Race track in Scarborough, Maine

Beech Ridge Motor Speedway is a defunct 1/3 mile NASCAR-sanctioned asphalt oval auto racing track in Scarborough, Maine. The track is located near the Scarborough Downs horse racing track.

Beech Ridge Motor Speedway hosted races on Saturday nights, as well as Thursdays. On Saturdays, the racing consisted of the Pro Series, Sport Series, and the Wild Cats. On Thursdays, the Mad Bombers, Beetle Bugs, Mighty Trucks, Ladies and Legends divisions participate.
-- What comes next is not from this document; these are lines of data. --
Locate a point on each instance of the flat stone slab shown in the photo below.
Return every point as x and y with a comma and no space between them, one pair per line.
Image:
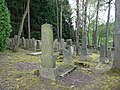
65,69
35,54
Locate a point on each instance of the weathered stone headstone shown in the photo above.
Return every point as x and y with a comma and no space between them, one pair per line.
20,43
56,45
33,48
71,50
23,43
74,49
62,44
27,44
30,44
69,42
102,54
15,39
109,55
66,56
38,44
48,69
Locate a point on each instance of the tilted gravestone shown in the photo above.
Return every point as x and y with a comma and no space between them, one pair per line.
69,42
69,46
27,44
102,54
23,43
33,48
56,45
15,39
62,46
38,44
109,55
66,57
48,69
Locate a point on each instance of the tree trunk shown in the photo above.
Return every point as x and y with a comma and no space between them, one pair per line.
84,32
57,19
60,20
107,26
116,62
21,28
96,26
77,27
29,21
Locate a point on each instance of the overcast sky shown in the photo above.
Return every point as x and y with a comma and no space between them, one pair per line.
102,15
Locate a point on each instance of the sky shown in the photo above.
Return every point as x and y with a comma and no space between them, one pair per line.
102,15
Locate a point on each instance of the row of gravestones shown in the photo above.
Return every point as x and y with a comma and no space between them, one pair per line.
29,44
36,45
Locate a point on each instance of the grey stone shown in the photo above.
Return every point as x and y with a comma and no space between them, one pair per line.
109,55
62,45
50,73
71,50
47,46
69,42
56,45
66,56
38,44
27,44
102,54
33,48
23,43
48,69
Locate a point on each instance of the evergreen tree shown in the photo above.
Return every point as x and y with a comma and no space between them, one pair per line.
5,27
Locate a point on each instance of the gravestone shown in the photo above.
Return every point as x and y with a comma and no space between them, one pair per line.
9,43
62,45
56,45
23,43
27,44
71,50
15,40
20,43
33,48
74,46
38,44
30,44
102,54
69,46
109,54
66,57
48,69
69,42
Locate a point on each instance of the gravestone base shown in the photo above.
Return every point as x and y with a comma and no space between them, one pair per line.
90,51
64,70
103,60
50,73
84,55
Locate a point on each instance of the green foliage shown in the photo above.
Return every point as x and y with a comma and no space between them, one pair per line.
5,27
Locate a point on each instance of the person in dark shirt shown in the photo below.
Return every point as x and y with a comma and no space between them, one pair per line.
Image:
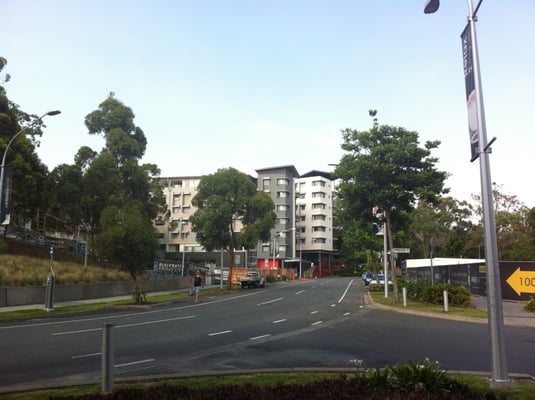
197,285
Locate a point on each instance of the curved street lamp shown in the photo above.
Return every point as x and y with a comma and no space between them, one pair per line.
481,148
5,199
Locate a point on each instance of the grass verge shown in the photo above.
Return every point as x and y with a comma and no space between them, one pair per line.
516,390
469,312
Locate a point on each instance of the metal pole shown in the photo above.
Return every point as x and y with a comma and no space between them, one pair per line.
2,167
385,259
221,274
494,295
107,357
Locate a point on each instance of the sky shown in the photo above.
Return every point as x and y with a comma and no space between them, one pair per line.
253,84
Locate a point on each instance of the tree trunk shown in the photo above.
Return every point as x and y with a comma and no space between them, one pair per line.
395,296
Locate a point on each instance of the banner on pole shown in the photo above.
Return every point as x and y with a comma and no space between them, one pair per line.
6,194
471,94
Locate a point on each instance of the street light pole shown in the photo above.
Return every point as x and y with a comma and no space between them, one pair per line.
494,295
5,199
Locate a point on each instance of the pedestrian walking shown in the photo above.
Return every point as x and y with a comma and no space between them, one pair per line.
198,283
The Pro Series featured Super Late Model cars and for the 2018 season featured three former Oxford 250 winners. Maine's winningest stockcar driver Mike Rowe raced weekly at the track in the Pro Series.

The track was opened in 1949 by Jim McConnell, an airplane mechanic. In 1981, it was bought by the Cusack family. It became a NASCAR sanctioned track in 1995.

The facility hosted 18 NASCAR Busch North Series events between 1995 and 2003. The speedway also hosted 5 NASCAR Whelen Modified Tour races, one in 1995 and the other four from 2002 through 2005. The series returned to the track for the 2021 season.

Beech Ridge Motor Speedway also had 10 ACT Late Model races between 2009 and 2017.

On September 11, 2021, owner Andy Cusack announced that the track would be sold to developers. The last race at the speedway was held on September 26, 2021.